Mais uma folhas até que, vencido pelo cansaço, adormeci, e mais umas quantas até que, entretanto, o comboio chegou ao seu destino. E que interessa quantas folhas foram? E quantas faltam? E que importa se eu escrever sem ir lá dentro, para conferir qualquer citação, agora que o livro está no quarto de dormir para que tente voltar a ele, mais logo, se for capaz, se houver tempo, se outro livro se não interpuser, mesmo que seja um livro antigo, que já devia ter lido, ou que já tenha lido?

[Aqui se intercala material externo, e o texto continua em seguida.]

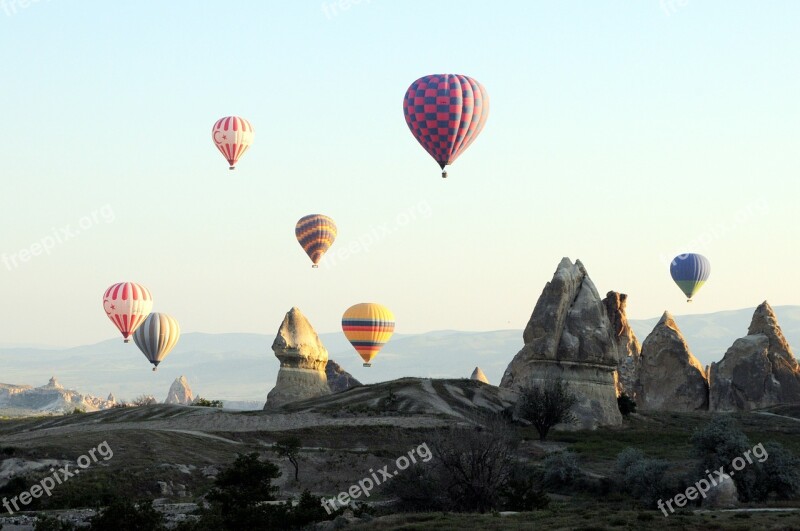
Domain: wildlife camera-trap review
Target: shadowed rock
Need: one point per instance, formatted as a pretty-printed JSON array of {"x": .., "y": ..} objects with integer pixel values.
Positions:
[
  {"x": 479, "y": 376},
  {"x": 179, "y": 392},
  {"x": 569, "y": 336},
  {"x": 670, "y": 377},
  {"x": 303, "y": 359},
  {"x": 339, "y": 379},
  {"x": 759, "y": 370}
]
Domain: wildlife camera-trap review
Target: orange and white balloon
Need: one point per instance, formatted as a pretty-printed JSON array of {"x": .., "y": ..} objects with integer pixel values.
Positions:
[
  {"x": 232, "y": 135},
  {"x": 127, "y": 304}
]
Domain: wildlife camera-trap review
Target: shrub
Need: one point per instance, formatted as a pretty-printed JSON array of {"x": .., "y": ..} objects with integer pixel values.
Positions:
[
  {"x": 561, "y": 469},
  {"x": 546, "y": 405}
]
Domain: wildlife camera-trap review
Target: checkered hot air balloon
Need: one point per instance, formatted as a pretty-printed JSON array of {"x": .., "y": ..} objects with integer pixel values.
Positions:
[
  {"x": 157, "y": 336},
  {"x": 690, "y": 271},
  {"x": 368, "y": 326},
  {"x": 127, "y": 304},
  {"x": 232, "y": 135},
  {"x": 446, "y": 113},
  {"x": 316, "y": 234}
]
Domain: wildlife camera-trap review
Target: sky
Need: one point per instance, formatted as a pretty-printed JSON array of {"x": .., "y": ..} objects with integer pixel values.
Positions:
[{"x": 620, "y": 133}]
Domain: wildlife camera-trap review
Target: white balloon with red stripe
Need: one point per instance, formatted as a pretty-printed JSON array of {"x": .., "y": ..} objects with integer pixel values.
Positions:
[
  {"x": 232, "y": 135},
  {"x": 127, "y": 304}
]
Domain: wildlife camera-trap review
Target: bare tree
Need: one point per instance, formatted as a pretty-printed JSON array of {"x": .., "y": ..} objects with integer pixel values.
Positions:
[
  {"x": 546, "y": 405},
  {"x": 475, "y": 463}
]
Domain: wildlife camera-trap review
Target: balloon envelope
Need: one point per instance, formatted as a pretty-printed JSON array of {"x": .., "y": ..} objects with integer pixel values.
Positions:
[
  {"x": 127, "y": 304},
  {"x": 446, "y": 113},
  {"x": 316, "y": 234},
  {"x": 690, "y": 271},
  {"x": 157, "y": 336},
  {"x": 232, "y": 135},
  {"x": 368, "y": 326}
]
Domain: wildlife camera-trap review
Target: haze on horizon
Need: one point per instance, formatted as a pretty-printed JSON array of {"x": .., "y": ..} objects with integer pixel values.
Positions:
[{"x": 619, "y": 134}]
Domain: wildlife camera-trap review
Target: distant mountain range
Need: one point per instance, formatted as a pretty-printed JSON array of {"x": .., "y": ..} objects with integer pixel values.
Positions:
[{"x": 242, "y": 368}]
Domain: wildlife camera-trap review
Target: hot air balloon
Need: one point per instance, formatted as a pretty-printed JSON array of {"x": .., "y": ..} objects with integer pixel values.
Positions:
[
  {"x": 315, "y": 233},
  {"x": 446, "y": 113},
  {"x": 232, "y": 135},
  {"x": 156, "y": 337},
  {"x": 690, "y": 271},
  {"x": 127, "y": 304},
  {"x": 368, "y": 326}
]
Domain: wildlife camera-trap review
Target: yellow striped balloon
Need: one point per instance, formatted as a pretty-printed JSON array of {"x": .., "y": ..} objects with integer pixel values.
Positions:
[
  {"x": 368, "y": 326},
  {"x": 157, "y": 336},
  {"x": 316, "y": 234}
]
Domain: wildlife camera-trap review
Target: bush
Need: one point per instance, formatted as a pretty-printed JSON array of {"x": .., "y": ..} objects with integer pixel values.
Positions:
[
  {"x": 546, "y": 405},
  {"x": 645, "y": 479},
  {"x": 124, "y": 515},
  {"x": 202, "y": 402},
  {"x": 561, "y": 469},
  {"x": 626, "y": 405}
]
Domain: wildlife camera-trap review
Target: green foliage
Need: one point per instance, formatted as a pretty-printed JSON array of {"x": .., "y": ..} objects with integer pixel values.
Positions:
[
  {"x": 626, "y": 405},
  {"x": 561, "y": 469},
  {"x": 49, "y": 523},
  {"x": 522, "y": 493},
  {"x": 643, "y": 478},
  {"x": 289, "y": 447},
  {"x": 125, "y": 515},
  {"x": 546, "y": 405},
  {"x": 202, "y": 402}
]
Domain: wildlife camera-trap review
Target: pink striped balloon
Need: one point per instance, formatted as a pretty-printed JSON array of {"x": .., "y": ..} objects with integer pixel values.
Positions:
[
  {"x": 232, "y": 135},
  {"x": 127, "y": 304}
]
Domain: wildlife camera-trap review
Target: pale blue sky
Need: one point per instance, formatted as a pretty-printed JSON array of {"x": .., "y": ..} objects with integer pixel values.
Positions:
[{"x": 620, "y": 133}]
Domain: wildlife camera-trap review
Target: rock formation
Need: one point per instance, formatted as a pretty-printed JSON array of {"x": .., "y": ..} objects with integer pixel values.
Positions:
[
  {"x": 670, "y": 377},
  {"x": 759, "y": 370},
  {"x": 569, "y": 336},
  {"x": 53, "y": 398},
  {"x": 628, "y": 346},
  {"x": 303, "y": 359},
  {"x": 339, "y": 379},
  {"x": 179, "y": 392},
  {"x": 478, "y": 375}
]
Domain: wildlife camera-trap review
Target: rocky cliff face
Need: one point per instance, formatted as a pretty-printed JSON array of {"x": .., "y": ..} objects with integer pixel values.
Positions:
[
  {"x": 339, "y": 379},
  {"x": 179, "y": 392},
  {"x": 569, "y": 336},
  {"x": 670, "y": 377},
  {"x": 49, "y": 399},
  {"x": 478, "y": 375},
  {"x": 759, "y": 370},
  {"x": 303, "y": 359},
  {"x": 628, "y": 347}
]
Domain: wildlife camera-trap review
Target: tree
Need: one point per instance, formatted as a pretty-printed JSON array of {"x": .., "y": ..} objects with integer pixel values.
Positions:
[
  {"x": 144, "y": 400},
  {"x": 546, "y": 405},
  {"x": 626, "y": 405},
  {"x": 202, "y": 402},
  {"x": 289, "y": 447}
]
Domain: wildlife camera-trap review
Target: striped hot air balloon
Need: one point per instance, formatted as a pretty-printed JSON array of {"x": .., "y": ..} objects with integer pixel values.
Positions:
[
  {"x": 316, "y": 234},
  {"x": 368, "y": 326},
  {"x": 690, "y": 271},
  {"x": 446, "y": 113},
  {"x": 232, "y": 135},
  {"x": 157, "y": 336},
  {"x": 127, "y": 304}
]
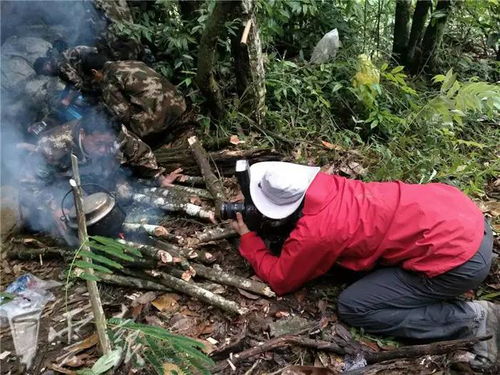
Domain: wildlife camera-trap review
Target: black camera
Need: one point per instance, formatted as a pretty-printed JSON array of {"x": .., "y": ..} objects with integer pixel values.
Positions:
[
  {"x": 274, "y": 232},
  {"x": 252, "y": 217}
]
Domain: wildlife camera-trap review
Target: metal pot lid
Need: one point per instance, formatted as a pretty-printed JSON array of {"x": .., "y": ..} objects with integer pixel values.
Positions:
[{"x": 95, "y": 207}]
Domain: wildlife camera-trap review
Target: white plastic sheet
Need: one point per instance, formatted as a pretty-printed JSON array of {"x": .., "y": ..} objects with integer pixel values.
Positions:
[{"x": 327, "y": 48}]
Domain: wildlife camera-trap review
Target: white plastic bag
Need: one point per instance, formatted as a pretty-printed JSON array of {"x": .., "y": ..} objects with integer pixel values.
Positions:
[{"x": 327, "y": 48}]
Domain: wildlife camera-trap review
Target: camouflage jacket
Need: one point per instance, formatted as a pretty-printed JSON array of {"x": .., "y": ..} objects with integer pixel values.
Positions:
[
  {"x": 140, "y": 97},
  {"x": 58, "y": 144},
  {"x": 70, "y": 66},
  {"x": 116, "y": 45}
]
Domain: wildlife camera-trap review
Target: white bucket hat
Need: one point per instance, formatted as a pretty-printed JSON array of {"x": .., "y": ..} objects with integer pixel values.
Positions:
[{"x": 277, "y": 188}]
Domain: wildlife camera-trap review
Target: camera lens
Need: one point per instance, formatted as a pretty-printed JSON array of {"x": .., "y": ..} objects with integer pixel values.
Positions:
[{"x": 228, "y": 210}]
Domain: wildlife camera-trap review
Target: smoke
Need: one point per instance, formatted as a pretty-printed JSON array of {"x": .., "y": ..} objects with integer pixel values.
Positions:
[{"x": 28, "y": 29}]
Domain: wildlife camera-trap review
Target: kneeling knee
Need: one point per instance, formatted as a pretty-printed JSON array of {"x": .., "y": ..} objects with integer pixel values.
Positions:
[{"x": 348, "y": 306}]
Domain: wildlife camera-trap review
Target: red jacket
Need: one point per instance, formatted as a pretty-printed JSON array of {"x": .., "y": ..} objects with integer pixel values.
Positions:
[{"x": 428, "y": 228}]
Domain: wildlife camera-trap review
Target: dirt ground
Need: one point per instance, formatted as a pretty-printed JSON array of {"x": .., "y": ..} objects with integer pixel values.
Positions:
[{"x": 312, "y": 307}]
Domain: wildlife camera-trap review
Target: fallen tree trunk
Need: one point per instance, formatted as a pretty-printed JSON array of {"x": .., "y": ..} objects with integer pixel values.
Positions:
[
  {"x": 159, "y": 254},
  {"x": 193, "y": 290},
  {"x": 215, "y": 234},
  {"x": 178, "y": 191},
  {"x": 371, "y": 357},
  {"x": 233, "y": 280},
  {"x": 214, "y": 186},
  {"x": 128, "y": 281},
  {"x": 153, "y": 230},
  {"x": 35, "y": 254},
  {"x": 191, "y": 254},
  {"x": 440, "y": 347},
  {"x": 167, "y": 205},
  {"x": 173, "y": 158},
  {"x": 183, "y": 179}
]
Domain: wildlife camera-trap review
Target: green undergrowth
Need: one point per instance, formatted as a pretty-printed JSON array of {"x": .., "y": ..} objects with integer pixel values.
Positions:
[{"x": 439, "y": 130}]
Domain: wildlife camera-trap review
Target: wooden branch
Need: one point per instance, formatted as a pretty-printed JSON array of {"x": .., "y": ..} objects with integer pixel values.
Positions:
[
  {"x": 278, "y": 342},
  {"x": 181, "y": 157},
  {"x": 183, "y": 179},
  {"x": 177, "y": 191},
  {"x": 440, "y": 347},
  {"x": 214, "y": 186},
  {"x": 195, "y": 291},
  {"x": 35, "y": 254},
  {"x": 205, "y": 77},
  {"x": 95, "y": 298},
  {"x": 164, "y": 204},
  {"x": 153, "y": 230},
  {"x": 188, "y": 253},
  {"x": 246, "y": 31},
  {"x": 191, "y": 180},
  {"x": 215, "y": 234},
  {"x": 371, "y": 357},
  {"x": 233, "y": 280},
  {"x": 169, "y": 256}
]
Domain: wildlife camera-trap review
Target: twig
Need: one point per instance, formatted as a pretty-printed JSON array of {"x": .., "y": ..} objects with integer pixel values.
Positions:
[
  {"x": 128, "y": 281},
  {"x": 198, "y": 292},
  {"x": 95, "y": 299},
  {"x": 153, "y": 230},
  {"x": 159, "y": 254},
  {"x": 214, "y": 186},
  {"x": 164, "y": 204},
  {"x": 177, "y": 190},
  {"x": 440, "y": 347},
  {"x": 371, "y": 357},
  {"x": 246, "y": 31},
  {"x": 189, "y": 253}
]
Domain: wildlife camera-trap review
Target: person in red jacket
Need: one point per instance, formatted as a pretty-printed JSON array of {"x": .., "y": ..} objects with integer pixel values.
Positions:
[{"x": 426, "y": 244}]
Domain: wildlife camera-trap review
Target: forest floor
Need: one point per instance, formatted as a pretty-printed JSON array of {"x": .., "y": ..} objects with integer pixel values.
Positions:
[{"x": 309, "y": 313}]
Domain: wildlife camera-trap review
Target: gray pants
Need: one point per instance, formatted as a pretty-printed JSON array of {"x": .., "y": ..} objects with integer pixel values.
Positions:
[{"x": 399, "y": 303}]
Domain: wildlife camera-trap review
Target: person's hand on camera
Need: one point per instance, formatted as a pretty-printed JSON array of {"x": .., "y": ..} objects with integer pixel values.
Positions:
[
  {"x": 239, "y": 225},
  {"x": 169, "y": 179}
]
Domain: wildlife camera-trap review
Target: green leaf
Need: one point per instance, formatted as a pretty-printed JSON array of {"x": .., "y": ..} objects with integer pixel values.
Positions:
[
  {"x": 397, "y": 69},
  {"x": 112, "y": 251},
  {"x": 107, "y": 362},
  {"x": 88, "y": 277},
  {"x": 438, "y": 78},
  {"x": 101, "y": 259},
  {"x": 87, "y": 265},
  {"x": 6, "y": 297}
]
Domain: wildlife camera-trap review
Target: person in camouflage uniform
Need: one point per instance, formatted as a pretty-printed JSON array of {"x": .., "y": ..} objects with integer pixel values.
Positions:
[
  {"x": 97, "y": 142},
  {"x": 66, "y": 64},
  {"x": 110, "y": 41},
  {"x": 139, "y": 96},
  {"x": 103, "y": 149}
]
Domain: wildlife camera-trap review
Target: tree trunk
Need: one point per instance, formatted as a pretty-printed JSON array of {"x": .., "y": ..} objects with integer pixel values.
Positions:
[
  {"x": 434, "y": 34},
  {"x": 188, "y": 9},
  {"x": 401, "y": 30},
  {"x": 205, "y": 78},
  {"x": 246, "y": 49},
  {"x": 417, "y": 30}
]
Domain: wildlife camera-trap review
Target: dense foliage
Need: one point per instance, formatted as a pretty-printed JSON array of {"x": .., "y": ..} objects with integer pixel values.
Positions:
[{"x": 435, "y": 123}]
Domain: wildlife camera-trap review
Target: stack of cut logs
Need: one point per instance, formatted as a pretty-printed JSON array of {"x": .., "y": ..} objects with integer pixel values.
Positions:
[{"x": 175, "y": 263}]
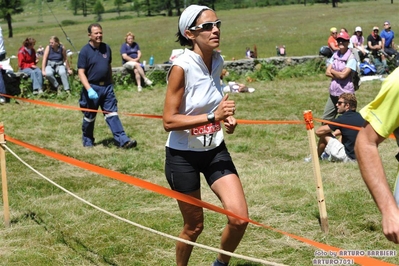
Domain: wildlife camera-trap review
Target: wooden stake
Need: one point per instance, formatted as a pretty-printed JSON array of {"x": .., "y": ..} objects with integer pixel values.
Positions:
[
  {"x": 4, "y": 177},
  {"x": 307, "y": 115}
]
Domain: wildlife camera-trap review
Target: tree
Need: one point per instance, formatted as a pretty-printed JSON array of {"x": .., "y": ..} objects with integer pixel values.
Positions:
[
  {"x": 118, "y": 4},
  {"x": 136, "y": 7},
  {"x": 8, "y": 8},
  {"x": 98, "y": 9}
]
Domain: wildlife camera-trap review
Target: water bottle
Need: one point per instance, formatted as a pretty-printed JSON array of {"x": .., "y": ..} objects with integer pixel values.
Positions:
[{"x": 151, "y": 60}]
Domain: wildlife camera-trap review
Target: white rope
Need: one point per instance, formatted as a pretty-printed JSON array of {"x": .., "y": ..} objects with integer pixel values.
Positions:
[{"x": 141, "y": 226}]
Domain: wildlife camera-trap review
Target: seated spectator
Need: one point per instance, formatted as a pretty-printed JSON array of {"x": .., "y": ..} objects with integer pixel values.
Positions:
[
  {"x": 55, "y": 61},
  {"x": 340, "y": 69},
  {"x": 332, "y": 40},
  {"x": 387, "y": 36},
  {"x": 374, "y": 45},
  {"x": 232, "y": 86},
  {"x": 27, "y": 61},
  {"x": 357, "y": 41},
  {"x": 329, "y": 147},
  {"x": 131, "y": 55}
]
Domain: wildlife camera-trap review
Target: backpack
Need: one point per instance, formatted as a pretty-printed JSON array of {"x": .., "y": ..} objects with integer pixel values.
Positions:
[{"x": 325, "y": 51}]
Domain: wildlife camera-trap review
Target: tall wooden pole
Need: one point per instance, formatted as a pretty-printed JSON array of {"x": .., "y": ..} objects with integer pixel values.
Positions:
[
  {"x": 4, "y": 177},
  {"x": 307, "y": 115}
]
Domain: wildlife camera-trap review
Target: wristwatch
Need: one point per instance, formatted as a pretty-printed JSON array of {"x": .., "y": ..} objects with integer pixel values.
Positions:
[{"x": 211, "y": 117}]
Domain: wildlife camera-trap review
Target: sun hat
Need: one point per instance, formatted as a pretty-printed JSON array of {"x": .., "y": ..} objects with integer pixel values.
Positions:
[
  {"x": 188, "y": 16},
  {"x": 343, "y": 35}
]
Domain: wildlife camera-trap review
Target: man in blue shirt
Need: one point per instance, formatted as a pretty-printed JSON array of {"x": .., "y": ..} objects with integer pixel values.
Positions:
[
  {"x": 95, "y": 73},
  {"x": 387, "y": 36},
  {"x": 329, "y": 147}
]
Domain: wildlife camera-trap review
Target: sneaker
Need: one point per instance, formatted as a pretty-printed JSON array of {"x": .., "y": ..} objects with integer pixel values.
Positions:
[
  {"x": 324, "y": 156},
  {"x": 130, "y": 144}
]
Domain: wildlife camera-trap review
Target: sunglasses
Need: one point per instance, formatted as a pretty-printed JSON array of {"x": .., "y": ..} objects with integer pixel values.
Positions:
[{"x": 207, "y": 26}]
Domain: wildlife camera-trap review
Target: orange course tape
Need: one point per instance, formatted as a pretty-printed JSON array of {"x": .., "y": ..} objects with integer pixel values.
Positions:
[{"x": 362, "y": 260}]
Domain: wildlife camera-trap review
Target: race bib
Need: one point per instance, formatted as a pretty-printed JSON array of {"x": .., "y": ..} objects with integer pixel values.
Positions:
[{"x": 205, "y": 137}]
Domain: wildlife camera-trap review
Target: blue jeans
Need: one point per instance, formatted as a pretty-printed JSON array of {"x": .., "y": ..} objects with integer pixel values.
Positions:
[
  {"x": 36, "y": 77},
  {"x": 108, "y": 103}
]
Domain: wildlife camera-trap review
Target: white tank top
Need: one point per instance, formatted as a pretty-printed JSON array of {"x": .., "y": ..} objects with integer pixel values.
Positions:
[{"x": 202, "y": 95}]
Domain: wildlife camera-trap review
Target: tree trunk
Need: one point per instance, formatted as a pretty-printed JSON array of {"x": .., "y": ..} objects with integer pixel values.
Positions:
[{"x": 8, "y": 18}]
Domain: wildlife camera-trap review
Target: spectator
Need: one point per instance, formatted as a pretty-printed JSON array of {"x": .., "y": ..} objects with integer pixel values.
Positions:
[
  {"x": 194, "y": 103},
  {"x": 54, "y": 61},
  {"x": 374, "y": 45},
  {"x": 357, "y": 41},
  {"x": 387, "y": 36},
  {"x": 2, "y": 47},
  {"x": 332, "y": 40},
  {"x": 339, "y": 69},
  {"x": 27, "y": 61},
  {"x": 381, "y": 117},
  {"x": 131, "y": 55},
  {"x": 232, "y": 86},
  {"x": 2, "y": 57},
  {"x": 329, "y": 147},
  {"x": 95, "y": 73}
]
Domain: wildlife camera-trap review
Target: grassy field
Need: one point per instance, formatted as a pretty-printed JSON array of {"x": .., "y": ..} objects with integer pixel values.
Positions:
[
  {"x": 50, "y": 227},
  {"x": 303, "y": 29}
]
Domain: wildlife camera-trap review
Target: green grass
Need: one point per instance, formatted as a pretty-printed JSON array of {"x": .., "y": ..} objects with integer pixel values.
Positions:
[
  {"x": 50, "y": 227},
  {"x": 303, "y": 29}
]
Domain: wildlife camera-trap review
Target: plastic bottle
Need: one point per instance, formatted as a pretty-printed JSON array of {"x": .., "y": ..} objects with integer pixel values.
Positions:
[{"x": 151, "y": 60}]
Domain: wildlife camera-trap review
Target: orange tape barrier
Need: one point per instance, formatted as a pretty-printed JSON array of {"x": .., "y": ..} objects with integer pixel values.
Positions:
[
  {"x": 61, "y": 106},
  {"x": 240, "y": 121},
  {"x": 362, "y": 260}
]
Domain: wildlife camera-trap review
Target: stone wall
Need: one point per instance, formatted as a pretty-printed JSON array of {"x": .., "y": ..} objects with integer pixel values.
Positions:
[{"x": 240, "y": 66}]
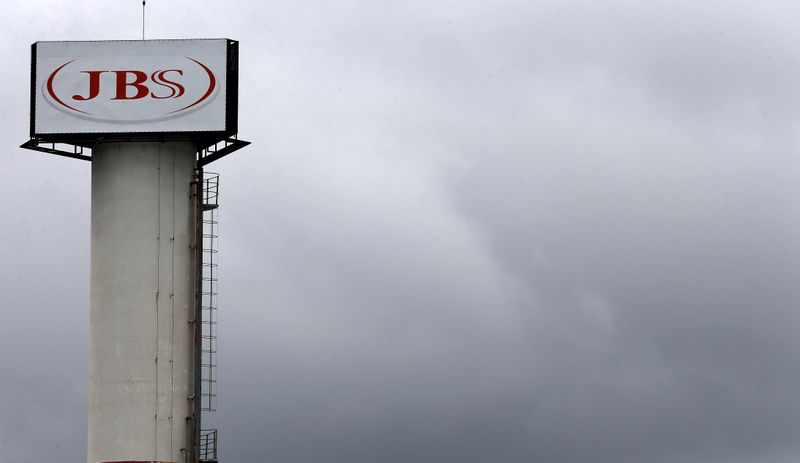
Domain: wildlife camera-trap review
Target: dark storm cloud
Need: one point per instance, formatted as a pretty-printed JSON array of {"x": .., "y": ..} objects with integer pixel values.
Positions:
[{"x": 467, "y": 231}]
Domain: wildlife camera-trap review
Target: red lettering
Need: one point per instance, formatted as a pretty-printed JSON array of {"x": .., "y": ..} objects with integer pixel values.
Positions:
[
  {"x": 176, "y": 89},
  {"x": 94, "y": 85},
  {"x": 123, "y": 84}
]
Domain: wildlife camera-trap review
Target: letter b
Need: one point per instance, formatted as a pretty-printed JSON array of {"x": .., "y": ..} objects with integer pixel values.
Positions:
[{"x": 123, "y": 84}]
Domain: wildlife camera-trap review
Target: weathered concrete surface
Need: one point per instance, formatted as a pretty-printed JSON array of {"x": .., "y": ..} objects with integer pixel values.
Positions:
[{"x": 140, "y": 373}]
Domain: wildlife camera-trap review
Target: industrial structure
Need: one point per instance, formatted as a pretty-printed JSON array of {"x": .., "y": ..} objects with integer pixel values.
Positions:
[{"x": 149, "y": 115}]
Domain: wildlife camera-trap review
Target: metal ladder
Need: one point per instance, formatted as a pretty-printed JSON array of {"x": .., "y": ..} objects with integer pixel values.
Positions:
[{"x": 208, "y": 338}]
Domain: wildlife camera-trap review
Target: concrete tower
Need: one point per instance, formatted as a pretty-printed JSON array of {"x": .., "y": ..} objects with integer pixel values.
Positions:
[{"x": 153, "y": 113}]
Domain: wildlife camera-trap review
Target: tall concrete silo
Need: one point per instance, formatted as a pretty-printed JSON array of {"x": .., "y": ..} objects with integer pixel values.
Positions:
[{"x": 153, "y": 113}]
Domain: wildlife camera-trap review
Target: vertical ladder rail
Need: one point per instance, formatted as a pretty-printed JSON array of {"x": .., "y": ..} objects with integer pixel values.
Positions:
[{"x": 207, "y": 445}]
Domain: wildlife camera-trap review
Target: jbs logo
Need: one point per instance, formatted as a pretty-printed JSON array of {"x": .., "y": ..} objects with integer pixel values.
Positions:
[{"x": 130, "y": 94}]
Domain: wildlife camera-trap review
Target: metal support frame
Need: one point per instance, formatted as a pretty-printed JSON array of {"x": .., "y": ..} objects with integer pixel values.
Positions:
[
  {"x": 210, "y": 153},
  {"x": 214, "y": 151},
  {"x": 38, "y": 145}
]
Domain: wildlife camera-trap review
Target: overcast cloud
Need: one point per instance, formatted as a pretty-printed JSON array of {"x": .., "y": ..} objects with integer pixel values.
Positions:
[{"x": 489, "y": 232}]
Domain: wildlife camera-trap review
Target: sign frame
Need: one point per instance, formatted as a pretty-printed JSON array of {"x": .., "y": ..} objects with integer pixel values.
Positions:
[{"x": 203, "y": 137}]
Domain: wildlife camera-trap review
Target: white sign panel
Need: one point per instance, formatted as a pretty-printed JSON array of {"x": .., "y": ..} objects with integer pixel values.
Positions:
[{"x": 142, "y": 86}]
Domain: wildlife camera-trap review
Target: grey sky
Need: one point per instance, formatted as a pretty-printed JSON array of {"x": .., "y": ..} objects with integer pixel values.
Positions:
[{"x": 465, "y": 232}]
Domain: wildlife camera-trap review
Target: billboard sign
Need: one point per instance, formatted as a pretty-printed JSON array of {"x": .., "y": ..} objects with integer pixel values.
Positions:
[{"x": 127, "y": 89}]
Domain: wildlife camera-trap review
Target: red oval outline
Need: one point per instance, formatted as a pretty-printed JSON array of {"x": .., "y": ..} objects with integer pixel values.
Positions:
[{"x": 212, "y": 84}]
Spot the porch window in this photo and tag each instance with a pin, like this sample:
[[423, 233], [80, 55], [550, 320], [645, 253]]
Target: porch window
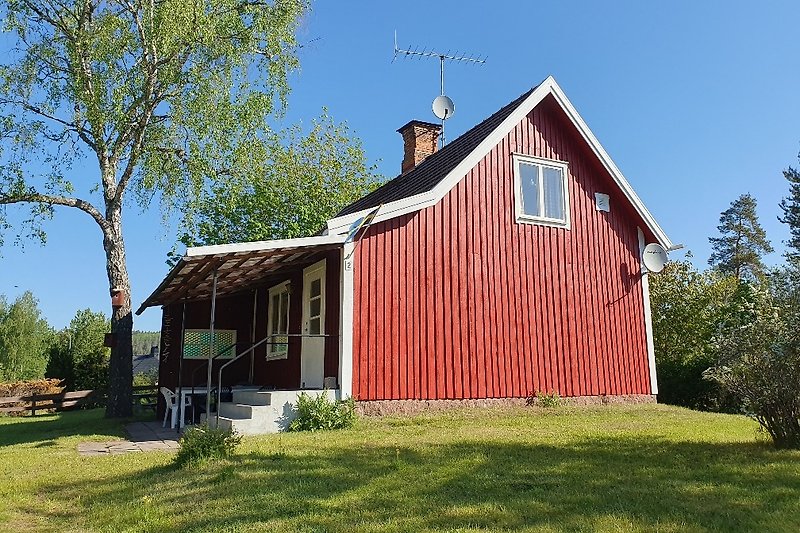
[[541, 191], [278, 323]]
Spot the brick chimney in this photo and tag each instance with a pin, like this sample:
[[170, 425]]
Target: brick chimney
[[420, 139]]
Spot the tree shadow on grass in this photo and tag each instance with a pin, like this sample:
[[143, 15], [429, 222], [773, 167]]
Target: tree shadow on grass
[[43, 430], [641, 483]]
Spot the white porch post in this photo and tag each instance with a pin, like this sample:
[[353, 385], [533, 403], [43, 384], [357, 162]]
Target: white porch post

Que importa se o sentimento vivido ao lê-lo é homólogo à sensação de quem escreveu? E que importante haverá para dizer naquele relato de tragédias individuais que foi o fim da descolonização em Angola que não seja a incapacidade de o saber melhor pôr em palavras, nos grandes e nos pequenos momentos, no atropelar do tempo e na brutalidade dos sentimentos, e por isso estar a ler aquele livro é convidar todos quantos a lerem aquele livro?
E que mais poderei acrescentar, de total identificação da personagem com a autora se não dizer que já ia a folhas tantas que tais quando me apercebi que era um rapaz quem ali estava e seus pais, e sua irmã, a viver o fim de um Império Colonial, o sangrento nascer de um novo Estado, fruto do cair de caduco de um regime e não ela própria ou talvez ela mesma alheada de si e nele irmanada?
Dulce Maria Cardoso é uma grande escritora! Li o seu último livro receando ao virar de cada folha. Caminho neste, entre os escombros da vida, como quando li "Os Meus Sentimentos". Um extraordinário livro, "O Retorno". Que importa se tudo fizer para, lendo devagar, prolongar o chegar ao fim?